A second feature of our protein manipulation platform is our ability to rationally design molecular glues to hit novel disease targets. Leveraging our expertise in being able to precisely design a peptide that fits into the exact contact points of a pathological protein, we have the major advantage of exploiting the collective binding pocket that is formed by bringing two protein interfaces together. By catenating two protein-binding peptides into a single peptide molecular glue, that induce proximity between a pair of proteins, we can strengthen and stabilize pre-existing protein-protein interactions, or create de novo interactions, encouraging the binding between two proteins that would not normally interact.
Many companies use small molecules as molecular glues. In spite of many advantages of small molecules, it is still technically challenging to find a selective protein-binding small molecule. Furthermore, finding a small molecule as a molecular glue that selectively binds to two target proteins simultaneously is even more technically challenging. In contrast, it is relatively easier and faster to find peptides that selectively bind to target proteins.

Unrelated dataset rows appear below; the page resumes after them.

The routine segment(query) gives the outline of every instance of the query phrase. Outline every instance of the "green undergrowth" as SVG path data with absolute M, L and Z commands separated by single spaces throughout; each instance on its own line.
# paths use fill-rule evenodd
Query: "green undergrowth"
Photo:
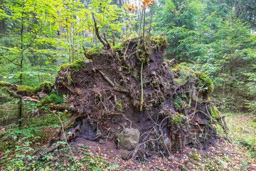
M 87 48 L 87 51 L 86 53 L 86 55 L 90 56 L 93 56 L 102 55 L 103 54 L 102 51 L 104 50 L 104 48 L 102 47 L 96 47 L 96 48 Z
M 187 66 L 178 64 L 171 69 L 178 78 L 174 79 L 176 83 L 185 83 L 188 79 L 196 80 L 198 83 L 197 88 L 201 91 L 210 93 L 213 91 L 214 86 L 212 80 L 204 73 L 193 71 Z
M 80 70 L 81 70 L 84 66 L 85 66 L 85 61 L 82 59 L 80 58 L 75 61 L 72 63 L 63 64 L 62 66 L 60 66 L 59 70 L 58 71 L 58 73 L 60 73 L 61 71 L 66 68 L 70 68 L 74 71 L 75 72 L 78 72 Z
M 50 95 L 45 97 L 41 99 L 42 103 L 54 103 L 54 104 L 62 104 L 63 103 L 63 95 L 58 95 L 55 90 L 53 90 Z
M 36 95 L 36 93 L 44 92 L 50 93 L 51 91 L 52 83 L 50 82 L 43 82 L 38 86 L 20 86 L 18 88 L 17 93 L 23 94 L 25 95 Z
M 236 144 L 247 148 L 252 157 L 256 157 L 256 116 L 251 113 L 225 113 L 225 121 L 229 129 L 229 137 Z M 225 136 L 220 127 L 220 135 Z
M 68 120 L 70 113 L 57 113 L 61 122 Z M 27 116 L 28 117 L 28 116 Z M 23 120 L 23 127 L 11 124 L 0 132 L 0 170 L 113 170 L 103 158 L 90 152 L 86 146 L 71 147 L 72 154 L 64 142 L 62 147 L 50 153 L 33 155 L 44 148 L 53 138 L 52 135 L 61 124 L 53 113 L 29 116 Z M 73 157 L 73 155 L 74 157 Z
M 124 49 L 124 44 L 123 43 L 118 43 L 111 47 L 113 50 L 121 50 Z

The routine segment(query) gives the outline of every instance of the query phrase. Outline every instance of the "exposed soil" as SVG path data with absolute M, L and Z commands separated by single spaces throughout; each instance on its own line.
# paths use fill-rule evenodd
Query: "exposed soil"
M 86 145 L 89 152 L 94 157 L 101 157 L 112 165 L 118 165 L 118 170 L 255 170 L 256 160 L 249 160 L 245 148 L 225 140 L 223 138 L 215 140 L 215 143 L 208 149 L 198 150 L 186 147 L 183 152 L 175 152 L 171 157 L 159 157 L 153 155 L 146 160 L 140 161 L 129 159 L 123 160 L 121 153 L 123 150 L 117 150 L 111 142 L 100 144 L 80 138 L 73 142 L 77 148 Z M 79 157 L 82 157 L 80 155 Z M 223 168 L 218 160 L 224 160 L 228 167 Z
M 215 138 L 207 93 L 196 91 L 202 103 L 191 100 L 191 85 L 197 83 L 174 83 L 174 74 L 164 62 L 166 44 L 153 40 L 144 50 L 141 43 L 137 38 L 127 41 L 122 49 L 90 56 L 92 61 L 79 71 L 67 67 L 59 72 L 56 89 L 67 95 L 73 111 L 68 140 L 104 140 L 121 148 L 117 135 L 132 128 L 140 133 L 133 158 L 168 156 L 186 147 L 206 149 Z

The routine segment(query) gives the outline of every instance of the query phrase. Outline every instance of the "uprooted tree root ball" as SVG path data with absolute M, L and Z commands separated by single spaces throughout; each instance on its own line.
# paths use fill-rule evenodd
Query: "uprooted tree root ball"
M 214 140 L 213 124 L 225 125 L 213 113 L 211 81 L 196 74 L 175 83 L 177 74 L 164 62 L 166 45 L 164 37 L 134 38 L 93 53 L 92 62 L 60 68 L 56 90 L 73 111 L 65 123 L 67 140 L 113 140 L 132 150 L 127 157 L 141 159 Z
M 183 66 L 171 70 L 171 61 L 164 61 L 167 45 L 165 37 L 156 37 L 129 39 L 105 50 L 85 48 L 92 61 L 62 66 L 53 86 L 1 81 L 0 86 L 37 103 L 36 111 L 45 106 L 71 113 L 46 152 L 61 145 L 52 145 L 56 140 L 75 144 L 82 138 L 113 142 L 127 150 L 124 159 L 168 156 L 186 146 L 205 148 L 215 140 L 215 124 L 227 133 L 208 95 L 213 84 L 205 73 Z

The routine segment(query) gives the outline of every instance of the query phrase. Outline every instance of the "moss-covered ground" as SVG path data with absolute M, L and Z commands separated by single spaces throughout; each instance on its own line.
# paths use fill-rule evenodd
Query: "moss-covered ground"
M 208 149 L 184 149 L 178 165 L 183 170 L 255 170 L 256 169 L 256 120 L 253 114 L 222 113 L 226 115 L 229 136 L 232 143 L 218 128 L 220 138 L 214 146 Z M 57 113 L 62 122 L 69 114 Z M 58 117 L 53 113 L 29 116 L 23 120 L 23 127 L 18 130 L 11 124 L 0 128 L 0 170 L 168 170 L 174 162 L 169 158 L 159 158 L 148 161 L 122 160 L 112 150 L 106 150 L 98 142 L 88 145 L 68 146 L 57 149 L 48 154 L 43 154 L 41 160 L 33 162 L 37 157 L 32 154 L 44 147 L 53 138 L 52 135 L 60 127 Z M 95 150 L 92 150 L 95 149 Z M 95 150 L 96 149 L 96 150 Z M 223 164 L 228 165 L 225 167 Z

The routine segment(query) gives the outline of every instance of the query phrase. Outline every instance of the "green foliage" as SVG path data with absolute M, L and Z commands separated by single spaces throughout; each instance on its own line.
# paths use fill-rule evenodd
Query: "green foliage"
M 21 86 L 18 88 L 17 93 L 25 95 L 33 95 L 36 93 L 36 88 L 32 86 Z
M 183 113 L 178 113 L 172 118 L 172 121 L 177 127 L 181 128 L 188 122 L 188 117 Z
M 89 56 L 102 55 L 103 54 L 103 53 L 102 53 L 103 50 L 104 49 L 102 47 L 88 48 L 87 51 L 86 53 L 86 55 Z
M 66 68 L 70 68 L 70 69 L 73 70 L 75 72 L 78 72 L 80 69 L 82 69 L 82 68 L 84 66 L 85 66 L 84 61 L 82 59 L 78 59 L 70 64 L 63 64 L 60 67 L 58 72 L 59 73 L 61 71 L 66 69 Z
M 122 112 L 122 100 L 119 100 L 116 101 L 116 104 L 117 105 L 118 110 Z
M 36 88 L 36 90 L 37 92 L 45 92 L 50 93 L 51 91 L 51 86 L 53 84 L 49 81 L 46 81 L 43 83 L 41 83 Z
M 184 83 L 187 79 L 192 79 L 198 83 L 197 88 L 199 90 L 205 91 L 208 93 L 213 91 L 213 83 L 206 73 L 193 71 L 185 63 L 176 65 L 171 70 L 178 76 L 178 78 L 174 79 L 177 83 Z
M 213 83 L 209 77 L 204 73 L 196 72 L 198 76 L 198 83 L 201 90 L 210 93 L 213 91 Z
M 218 120 L 221 118 L 221 116 L 220 115 L 220 111 L 218 110 L 218 108 L 215 106 L 210 106 L 210 113 L 213 118 L 215 120 Z
M 256 123 L 254 121 L 254 113 L 235 113 L 229 111 L 224 113 L 228 128 L 230 138 L 236 144 L 248 149 L 252 157 L 256 157 Z M 217 128 L 220 135 L 225 133 L 220 127 Z
M 42 103 L 54 103 L 62 104 L 63 103 L 63 96 L 61 95 L 57 95 L 55 91 L 53 91 L 52 94 L 41 99 Z

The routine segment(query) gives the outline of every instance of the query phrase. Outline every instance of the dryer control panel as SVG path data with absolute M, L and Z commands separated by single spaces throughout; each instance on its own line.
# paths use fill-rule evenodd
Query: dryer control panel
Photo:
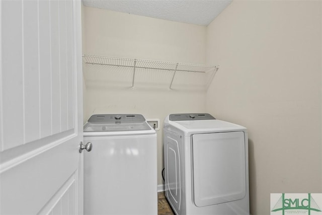
M 209 113 L 177 113 L 169 115 L 169 120 L 171 121 L 206 120 L 209 119 L 216 119 Z

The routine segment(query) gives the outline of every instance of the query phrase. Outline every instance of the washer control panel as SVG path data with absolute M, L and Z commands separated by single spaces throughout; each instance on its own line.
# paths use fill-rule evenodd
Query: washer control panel
M 171 121 L 206 120 L 209 119 L 216 119 L 209 113 L 178 113 L 169 115 L 169 120 Z
M 145 119 L 141 114 L 95 114 L 88 120 L 89 122 L 144 122 Z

Most molecular glues are designed to stick a target protein to a ligase that triggers degradation. In our case, we design our molecular glues to stick any two proteins together. Therefore, our peptide molecular glues not only can trigger protein degradation, but also have many other applications, including, but not limited to, protein stabilization and phosphorylation.
We are still in the early stages of this technology, as are many companies. However, by gluing any two proteins together, we are forging a new path for unlocking more undruggable proteins to be targeted.
Two protein-binding peptides catenated into a single peptide, inducing proximity between a pair of proteins. This strengthens and stabilizes pre-existing protein-protein interactions, or creates de novo interactions, encouraging the binding between two proteins that would not normally interact.